朝食を作るためだろう。カカシにそっと口付けた後、離れていこうとするイルカの気配を感じたカカシは、イルカの身体に素早く腕を回し、布団の中に引き戻した。
「うわ・・・っ!」
「・・・おはよ、イルカ先生」
「お、おはようございます・・・っ」
自らの身体の上にイルカを乗せ、ニッコリと笑みを浮かべたカカシがそう挨拶をすると、眠っているとばかり思っていたカカシに突然抱き寄せられて驚いたのだろう。その瞳を大きく見開いて見下ろしてくるイルカが、それでもきちんと挨拶を返してきた。
「ん。いい挨拶ですね。でも・・・」
カカシの上から退こうとしているイルカの身体をきつく抱き締め、拘束する。
「おはようのキスは?」
「えぇ・・・っ!?」
小さく首を傾げそう告げたカカシのその言葉に、イルカが頬を染め驚いた声を上げる。
「お帰りなさいのキスはしてくれたでしょ?だから、おはようのキスも。して?」
そんなイルカを見上げ、さらにそう強請る。
「・・・っ、起きてたんですか・・・っ?」
羞恥にだろう。泣きそうな顔をしたイルカがきゅっと睨んでくる。
そんな顔で睨まれても全く怖くないという事を、イルカはそろそろ学んだ方がいい。可愛らしく怒っている愛妻の頬に手を添えると、カカシは寝起きで少し乾いているイルカの唇を親指でそっと撫でた。
「ねぇ、イルカ先生。キスして・・・?」
イルカの問いには答えず、囁くようにそう告げ、イルカの唇を何度も撫でる。
「ね・・・?」
「・・・っ」
朝だというのにキスを強請るその声に濃厚な夜の気配を漂わせる。すると、イルカがぐっと息を呑み、首筋まで真っ赤にさせて涙目で睨んできた。
朝になったばかりなのにという、カカシを責めるその視線に内心苦笑する。
(だって、ねぇ・・・)
ここのところ任務続きで、随分とイルカを愛していない。
確か、今日のイルカは休みのはず。そして、カカシも今朝帰還したばかりだから、今日は休みだ。
二人の休みが重なる事なんてそうそう無い。
「イルカ先生・・・」
愛しさを込めて名を呼び、頬に添えていた手を首の後ろに滑らせて引き寄せる。
「でも・・・っ。俺、カカシ様に朝ご飯作らなきゃ・・・っ」
「後ででいいですから。ね?ちょっとだけ」
まだ抵抗するイルカにお願いという顔をして見せる。
任務の間はまともな食事にあり付けなかったから、腹ももちろん空いてはいるけれど、それよりも先にイルカが食べたい。愛させて欲しい。

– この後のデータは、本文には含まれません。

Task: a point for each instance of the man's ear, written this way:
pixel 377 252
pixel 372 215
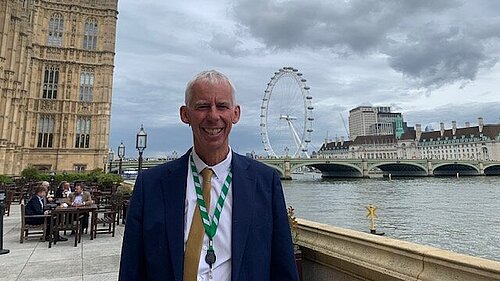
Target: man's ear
pixel 184 115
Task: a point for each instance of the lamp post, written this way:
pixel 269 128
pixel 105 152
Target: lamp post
pixel 111 155
pixel 121 154
pixel 140 144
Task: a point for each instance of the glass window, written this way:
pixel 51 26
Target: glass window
pixel 82 136
pixel 90 35
pixel 86 85
pixel 56 26
pixel 45 131
pixel 50 81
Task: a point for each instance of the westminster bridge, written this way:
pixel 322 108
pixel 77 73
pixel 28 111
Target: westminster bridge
pixel 359 168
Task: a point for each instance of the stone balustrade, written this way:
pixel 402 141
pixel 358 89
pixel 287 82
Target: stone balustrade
pixel 333 253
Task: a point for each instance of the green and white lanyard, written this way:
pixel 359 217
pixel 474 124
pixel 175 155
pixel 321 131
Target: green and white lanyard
pixel 210 226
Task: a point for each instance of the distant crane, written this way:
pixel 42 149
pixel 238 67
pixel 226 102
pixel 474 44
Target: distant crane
pixel 345 126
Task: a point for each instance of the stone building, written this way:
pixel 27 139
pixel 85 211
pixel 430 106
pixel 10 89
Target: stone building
pixel 56 76
pixel 476 143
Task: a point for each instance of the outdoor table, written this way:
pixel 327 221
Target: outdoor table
pixel 68 218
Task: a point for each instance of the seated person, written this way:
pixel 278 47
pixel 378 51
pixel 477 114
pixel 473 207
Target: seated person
pixel 63 190
pixel 36 206
pixel 81 198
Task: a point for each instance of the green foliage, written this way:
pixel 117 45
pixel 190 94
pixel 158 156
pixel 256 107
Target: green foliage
pixel 5 179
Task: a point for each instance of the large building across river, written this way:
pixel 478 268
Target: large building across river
pixel 481 142
pixel 56 76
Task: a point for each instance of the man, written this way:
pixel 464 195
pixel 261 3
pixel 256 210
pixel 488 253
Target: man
pixel 251 240
pixel 81 198
pixel 63 190
pixel 36 206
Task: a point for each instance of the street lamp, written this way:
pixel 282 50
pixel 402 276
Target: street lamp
pixel 140 144
pixel 111 156
pixel 121 154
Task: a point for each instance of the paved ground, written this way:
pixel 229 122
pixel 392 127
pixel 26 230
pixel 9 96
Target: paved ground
pixel 92 260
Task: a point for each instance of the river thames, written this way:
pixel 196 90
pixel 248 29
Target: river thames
pixel 461 215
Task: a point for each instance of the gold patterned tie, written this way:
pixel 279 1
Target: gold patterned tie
pixel 196 232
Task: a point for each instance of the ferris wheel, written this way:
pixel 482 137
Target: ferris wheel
pixel 286 115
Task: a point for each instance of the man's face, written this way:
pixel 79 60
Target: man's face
pixel 211 115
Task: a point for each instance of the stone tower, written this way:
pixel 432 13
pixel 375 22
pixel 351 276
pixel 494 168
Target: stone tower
pixel 56 76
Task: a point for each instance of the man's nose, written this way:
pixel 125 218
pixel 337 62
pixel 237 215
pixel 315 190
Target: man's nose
pixel 213 113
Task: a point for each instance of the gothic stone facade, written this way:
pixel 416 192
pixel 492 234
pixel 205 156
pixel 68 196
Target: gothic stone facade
pixel 56 76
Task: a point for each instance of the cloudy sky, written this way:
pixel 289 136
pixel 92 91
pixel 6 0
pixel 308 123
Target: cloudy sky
pixel 433 60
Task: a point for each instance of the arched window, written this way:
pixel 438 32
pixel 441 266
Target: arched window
pixel 82 138
pixel 86 85
pixel 50 81
pixel 45 131
pixel 56 26
pixel 90 35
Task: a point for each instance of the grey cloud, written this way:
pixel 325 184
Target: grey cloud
pixel 431 54
pixel 228 44
pixel 436 58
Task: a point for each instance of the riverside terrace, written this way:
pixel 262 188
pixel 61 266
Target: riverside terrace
pixel 96 259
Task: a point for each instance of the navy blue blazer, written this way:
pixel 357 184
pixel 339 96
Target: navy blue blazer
pixel 153 243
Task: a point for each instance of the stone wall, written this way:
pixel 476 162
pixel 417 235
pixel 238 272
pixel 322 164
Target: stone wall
pixel 332 253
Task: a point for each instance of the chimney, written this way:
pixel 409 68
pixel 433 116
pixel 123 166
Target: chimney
pixel 418 131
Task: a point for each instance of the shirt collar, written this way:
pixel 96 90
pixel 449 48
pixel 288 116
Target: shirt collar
pixel 219 169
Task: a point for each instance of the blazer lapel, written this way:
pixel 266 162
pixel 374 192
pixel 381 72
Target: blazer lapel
pixel 174 194
pixel 243 188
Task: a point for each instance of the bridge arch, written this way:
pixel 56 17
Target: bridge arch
pixel 335 169
pixel 492 169
pixel 277 167
pixel 401 169
pixel 452 169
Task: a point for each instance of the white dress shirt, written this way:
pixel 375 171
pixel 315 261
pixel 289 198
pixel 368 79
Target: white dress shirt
pixel 221 269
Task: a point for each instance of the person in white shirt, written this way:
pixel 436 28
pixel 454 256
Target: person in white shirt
pixel 212 214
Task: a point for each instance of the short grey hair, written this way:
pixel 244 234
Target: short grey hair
pixel 211 76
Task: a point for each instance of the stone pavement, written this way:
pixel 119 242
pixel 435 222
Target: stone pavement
pixel 91 260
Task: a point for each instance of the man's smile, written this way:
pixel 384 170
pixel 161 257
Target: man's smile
pixel 212 131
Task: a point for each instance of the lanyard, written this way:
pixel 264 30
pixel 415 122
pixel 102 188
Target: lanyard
pixel 210 226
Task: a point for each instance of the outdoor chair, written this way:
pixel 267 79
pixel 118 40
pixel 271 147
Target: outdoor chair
pixel 63 220
pixel 8 201
pixel 105 220
pixel 29 229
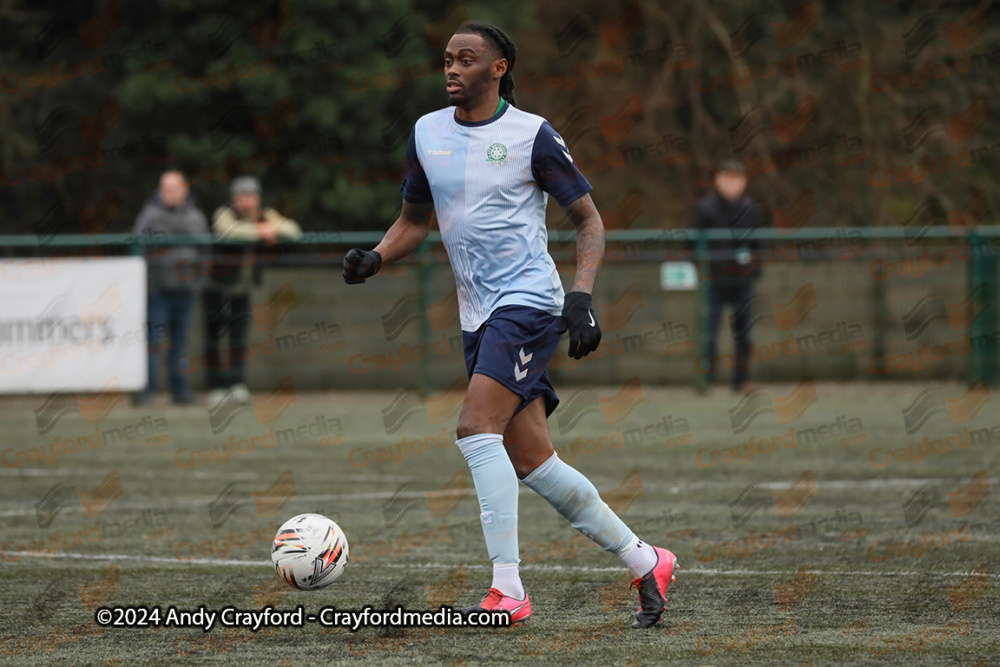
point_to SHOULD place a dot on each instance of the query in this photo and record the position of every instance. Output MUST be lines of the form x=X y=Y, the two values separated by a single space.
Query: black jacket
x=734 y=255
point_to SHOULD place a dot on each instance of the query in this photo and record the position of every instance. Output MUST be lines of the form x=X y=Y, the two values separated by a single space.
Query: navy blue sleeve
x=553 y=168
x=415 y=188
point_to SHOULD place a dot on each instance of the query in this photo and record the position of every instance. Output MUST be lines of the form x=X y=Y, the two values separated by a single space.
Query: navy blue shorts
x=514 y=347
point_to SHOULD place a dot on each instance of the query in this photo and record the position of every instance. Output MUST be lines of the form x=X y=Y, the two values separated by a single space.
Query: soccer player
x=486 y=168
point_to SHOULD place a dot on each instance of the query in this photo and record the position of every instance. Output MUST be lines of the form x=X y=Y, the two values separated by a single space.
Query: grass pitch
x=829 y=545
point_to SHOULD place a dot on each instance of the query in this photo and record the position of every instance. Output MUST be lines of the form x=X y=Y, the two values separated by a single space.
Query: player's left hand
x=579 y=320
x=361 y=264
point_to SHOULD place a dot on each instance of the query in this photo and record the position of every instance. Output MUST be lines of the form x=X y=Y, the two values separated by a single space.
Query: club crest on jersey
x=496 y=153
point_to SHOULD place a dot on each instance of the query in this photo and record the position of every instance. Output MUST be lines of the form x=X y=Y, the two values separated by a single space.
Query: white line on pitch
x=444 y=566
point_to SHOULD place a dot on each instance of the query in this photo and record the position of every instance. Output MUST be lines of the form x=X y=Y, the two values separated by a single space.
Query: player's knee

唇が触れ合う寸前まで引き寄せ、羞恥に揺れるイルカの瞳を見つめる。
「キス、して・・・?」
こんなに近くに寄せているのにそうお願いするカカシを、イルカが「もう・・・っ」と責めてくる。そんなイルカにふと笑みを浮かべながら、カカシは待った。カカシからしては意味が無い。イルカからして貰わなければ意味が無い。
このキスは、朝の挨拶という健全な意味は全く持たないのだから。
瞳を潤ませたイルカの漆黒の睫がゆっくりと下がる。
そうして。
僅かに開いて待つカカシの唇に、イルカの少し乾いた唇がそっと落とされた。


しかしてカカシのお願いは聞き届けられ、その日の午前中は二人仲良くベッドの中で過ごしたのだが、午後からは、ベッドの住人になった可愛い奥さんを甲斐甲斐しく世話するカカシが見られたという。